Image PDF scraping

pdf
ocr
studio

#1

Hi

I need to scrape some details from a “scanned - image” PDF for which I used Anchor base activity with Find Image (pointing to the label) as the anchor and Get OCR text as the activity to extract value.

However when I execute this flow, I’m getting an error saying "Value does not fall within the expected range."
This error is coming from the Get OCR text activity.

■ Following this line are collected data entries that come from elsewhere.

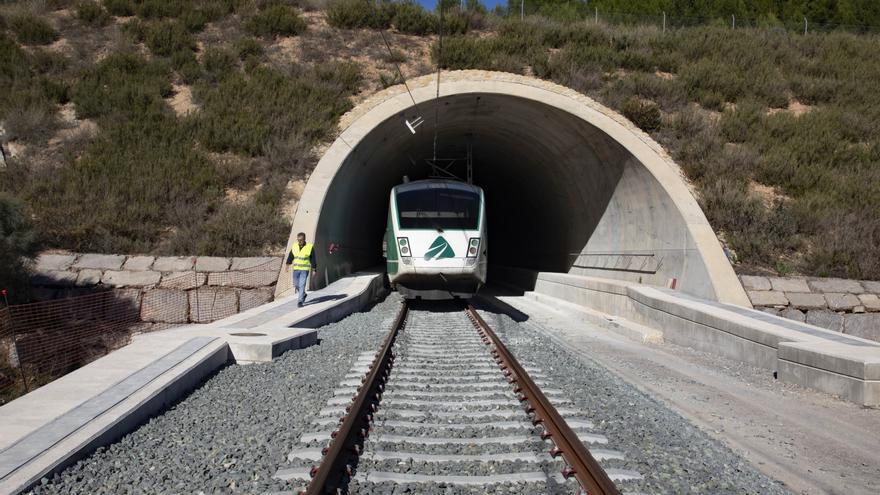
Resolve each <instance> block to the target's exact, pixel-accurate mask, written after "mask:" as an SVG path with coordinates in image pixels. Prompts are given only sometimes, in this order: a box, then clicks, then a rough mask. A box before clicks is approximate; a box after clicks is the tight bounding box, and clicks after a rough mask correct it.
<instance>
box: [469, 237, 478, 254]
mask: <svg viewBox="0 0 880 495" xmlns="http://www.w3.org/2000/svg"><path fill="white" fill-rule="evenodd" d="M479 252H480V238H479V237H471V239H470V240H469V241H468V258H476V257H477V254H479Z"/></svg>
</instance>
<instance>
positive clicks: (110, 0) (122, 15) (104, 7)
mask: <svg viewBox="0 0 880 495" xmlns="http://www.w3.org/2000/svg"><path fill="white" fill-rule="evenodd" d="M104 8H106V9H107V12H109V13H110V14H111V15H115V16H117V17H128V16H132V15H134V12H135V4H134V0H104Z"/></svg>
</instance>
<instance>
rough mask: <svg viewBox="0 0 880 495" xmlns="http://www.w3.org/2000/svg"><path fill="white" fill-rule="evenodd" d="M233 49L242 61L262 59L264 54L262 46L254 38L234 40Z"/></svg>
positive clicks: (256, 40) (258, 41) (259, 42)
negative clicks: (251, 57) (251, 58)
mask: <svg viewBox="0 0 880 495" xmlns="http://www.w3.org/2000/svg"><path fill="white" fill-rule="evenodd" d="M233 48H234V49H235V53H236V54H237V55H238V58H239V60H242V61H244V60H246V59H248V58H251V57H262V56H263V52H264V50H263V45H262V44H260V42H259V41H257V40H256V39H254V38H239V39H237V40H235V43H234V44H233Z"/></svg>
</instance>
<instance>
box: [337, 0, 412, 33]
mask: <svg viewBox="0 0 880 495" xmlns="http://www.w3.org/2000/svg"><path fill="white" fill-rule="evenodd" d="M396 11H397V7H396V6H395V5H394V4H391V3H387V2H383V3H380V4H379V5H378V6H376V5H373V4H372V3H371V2H365V1H363V0H333V1H331V2H328V4H327V23H328V24H330V25H331V26H333V27H335V28H340V29H360V28H372V29H388V28H389V27H391V23H392V20H393V19H394V14H395V12H396Z"/></svg>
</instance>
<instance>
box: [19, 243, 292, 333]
mask: <svg viewBox="0 0 880 495" xmlns="http://www.w3.org/2000/svg"><path fill="white" fill-rule="evenodd" d="M281 262H282V258H280V257H255V258H222V257H213V256H173V257H168V256H159V257H156V256H140V255H138V256H128V255H117V254H77V253H64V254H54V253H44V254H41V255H40V256H39V257H38V258H37V260H36V264H35V266H34V276H33V278H32V280H31V282H32V285H33V286H34V292H35V295H36V296H37V298H38V299H41V300H49V299H56V298H59V297H71V296H77V295H83V294H87V293H91V292H94V291H95V290H101V289H111V290H113V291H114V293H115V294H116V295H118V296H119V298H120V299H125V300H126V301H128V302H130V303H131V304H132V305H133V306H134V307H135V308H136V309H137V311H138V312H139V315H140V319H141V321H143V322H144V323H145V329H148V327H151V326H161V327H167V326H168V325H170V324H185V323H206V322H210V321H214V320H217V319H220V318H224V317H226V316H230V315H233V314H235V313H238V312H240V311H245V310H248V309H251V308H254V307H257V306H259V305H261V304H265V303H267V302H270V301H272V300H273V298H274V293H275V284H276V282H277V277H278V271H279V269H280V268H281Z"/></svg>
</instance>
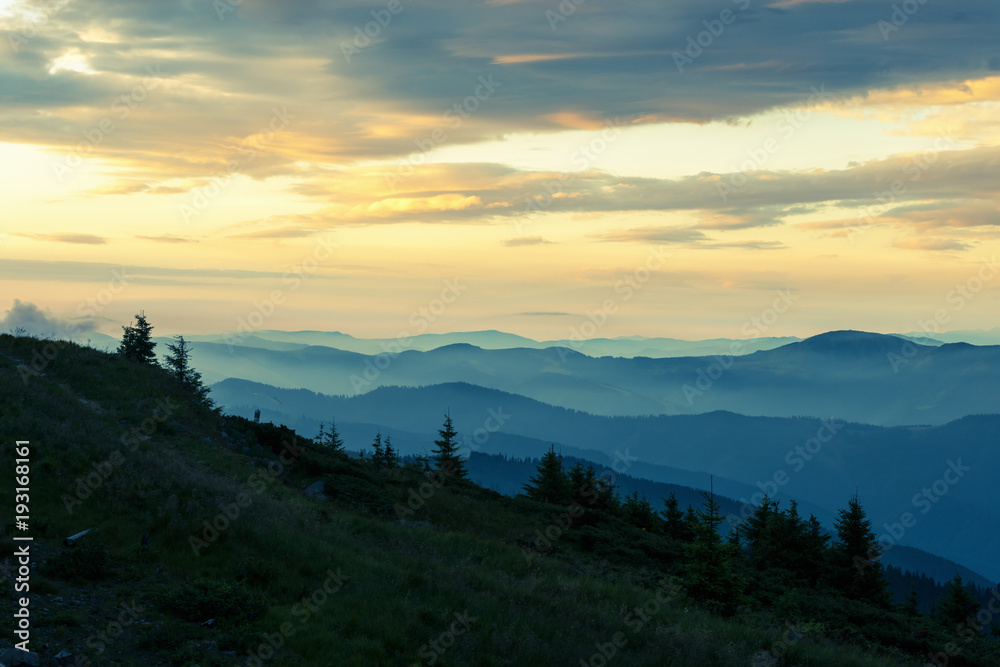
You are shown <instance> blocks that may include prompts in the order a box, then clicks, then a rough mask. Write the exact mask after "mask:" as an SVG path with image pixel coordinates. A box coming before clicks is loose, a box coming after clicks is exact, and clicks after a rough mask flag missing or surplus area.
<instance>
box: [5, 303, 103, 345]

Is it even possible to use Anchor Base for Scanned image pdf?

Please suggest.


#2

Hi!

Could you share a sample of you scanned pdf? I think this error might occur because it doesn’t recognize what you are indicating.


#3

Try using the “read pdf with OCR” activity to get the full text, then, do some string manipulations using substring and other methods to get the needed details.


#4

Do you have any examples related to string manipulations, if so please attach here


#5

Hi, I am new to UI Path and need some help in extracting Text out of Scanned Image PDF which is stored in particular location.PDF document contains similar structure of images and i need to extract specific text (i.e Name, Age, Father Name…) of that image document and the extracted information should be stored in .txt file or excel file.


#6

Hi,

I am trying to scap data from a digital pdf, however i tried different OCR methods and data scrapping. I am unable to identify which check boxes are checked. Any ideas?